Identification of particles and anti-particles

Good question. It's nice to see somebody thinking about physics. Shame it's an old question, but hey ho, it's never too late for physics.

The identification of an electron as a particle and the positron as an antiparticle is a matter of convention. We see lots of electrons around us so they become the normal particle and the rare and unusual positrons become the antiparticle.

Yes. It's a matter of convention. Not a matter of particle properties. Think of a 2 x 2 table and list the properties of the electron, the positron, the antiproton, and the proton.

My question is, when you have made the choice of the electron and positron as particle and anti-particle does this automatically identify every other particle (every other fermion?) as normal or anti?

No. Not unless you do physics "by convention" instead of looking at the hard scientific evidence.

For example the proton is a particle, or rather the quarks inside are.

Forget about the quarks. We've never seen a free quark:

Image credit CSIRO, see The Big Bang & the Standard Model of the Universe

Let's stick with hard scientific evidence. Let's focus on the four stable massive particles. One of which is the proton.

By considering the interactions of an electron with a quark inside a proton can we find something, e.g. a conserved quantity, that naturally identifies that quark as a particle rather than an antiparticle?

No.

Or do we also just have to extend our convention so say that a proton is a particle rather than an antiparticle?

No we don't have to.

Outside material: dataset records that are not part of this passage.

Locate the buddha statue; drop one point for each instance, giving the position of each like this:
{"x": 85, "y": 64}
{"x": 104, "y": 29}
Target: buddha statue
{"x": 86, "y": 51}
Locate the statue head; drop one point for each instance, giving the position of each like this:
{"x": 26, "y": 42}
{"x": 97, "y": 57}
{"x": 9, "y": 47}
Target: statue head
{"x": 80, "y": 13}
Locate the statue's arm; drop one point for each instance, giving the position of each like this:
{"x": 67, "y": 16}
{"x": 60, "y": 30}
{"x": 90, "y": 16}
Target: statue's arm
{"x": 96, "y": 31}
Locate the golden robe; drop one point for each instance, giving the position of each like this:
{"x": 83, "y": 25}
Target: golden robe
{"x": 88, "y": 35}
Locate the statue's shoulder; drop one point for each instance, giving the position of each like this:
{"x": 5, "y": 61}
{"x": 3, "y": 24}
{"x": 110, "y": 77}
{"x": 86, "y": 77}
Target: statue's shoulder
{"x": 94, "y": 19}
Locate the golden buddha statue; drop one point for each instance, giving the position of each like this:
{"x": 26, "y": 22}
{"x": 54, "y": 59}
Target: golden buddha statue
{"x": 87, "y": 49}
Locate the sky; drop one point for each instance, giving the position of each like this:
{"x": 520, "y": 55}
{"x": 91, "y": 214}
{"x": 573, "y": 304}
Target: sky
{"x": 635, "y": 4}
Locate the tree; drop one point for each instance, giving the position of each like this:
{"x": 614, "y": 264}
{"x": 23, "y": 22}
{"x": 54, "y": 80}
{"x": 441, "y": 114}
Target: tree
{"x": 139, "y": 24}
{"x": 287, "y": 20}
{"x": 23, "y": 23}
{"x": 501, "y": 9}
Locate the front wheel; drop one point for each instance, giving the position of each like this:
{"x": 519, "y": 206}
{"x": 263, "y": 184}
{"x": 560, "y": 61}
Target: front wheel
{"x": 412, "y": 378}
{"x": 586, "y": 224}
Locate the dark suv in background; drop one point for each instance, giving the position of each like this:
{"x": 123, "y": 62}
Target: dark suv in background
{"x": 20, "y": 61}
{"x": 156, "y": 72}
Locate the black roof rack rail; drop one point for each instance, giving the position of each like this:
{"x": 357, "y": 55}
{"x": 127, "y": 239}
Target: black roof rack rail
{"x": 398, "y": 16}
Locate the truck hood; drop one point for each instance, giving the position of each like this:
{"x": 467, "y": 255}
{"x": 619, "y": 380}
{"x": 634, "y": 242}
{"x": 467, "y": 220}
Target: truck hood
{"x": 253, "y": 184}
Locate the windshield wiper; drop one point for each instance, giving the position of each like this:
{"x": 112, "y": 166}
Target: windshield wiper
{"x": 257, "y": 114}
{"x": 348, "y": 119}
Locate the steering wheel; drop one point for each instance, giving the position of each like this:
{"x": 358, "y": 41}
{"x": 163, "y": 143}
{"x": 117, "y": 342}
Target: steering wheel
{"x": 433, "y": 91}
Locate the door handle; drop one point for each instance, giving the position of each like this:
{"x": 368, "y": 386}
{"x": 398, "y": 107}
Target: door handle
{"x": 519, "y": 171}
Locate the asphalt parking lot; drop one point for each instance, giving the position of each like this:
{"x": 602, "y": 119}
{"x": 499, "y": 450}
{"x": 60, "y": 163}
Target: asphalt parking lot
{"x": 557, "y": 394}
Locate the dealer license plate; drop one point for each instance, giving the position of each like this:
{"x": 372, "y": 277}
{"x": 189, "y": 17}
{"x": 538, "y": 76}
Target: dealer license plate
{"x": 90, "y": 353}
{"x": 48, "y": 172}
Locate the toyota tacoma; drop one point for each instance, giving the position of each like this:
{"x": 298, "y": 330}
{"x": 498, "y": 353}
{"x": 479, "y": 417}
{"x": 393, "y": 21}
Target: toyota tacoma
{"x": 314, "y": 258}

Of course, we could, and then we could wail about the mystery of the missing antimatter. We could sweep lepton asymmetry under the rug and marvel at baryon asymmetry, and put it on the cover of magazines.

To complete the family I guess the same question would apply to the neutrinos.

Forget the neutrino. People classify the neutrino as a lepton "by convention" instead of looking at the hard scientific evidence. The neutrino moves at c or so close to c that you can't tell the difference. Its mass is so close to zero that you can't tell the difference, and so is its charge. Let's see now, what particle does that remind you of? Ah, the electron!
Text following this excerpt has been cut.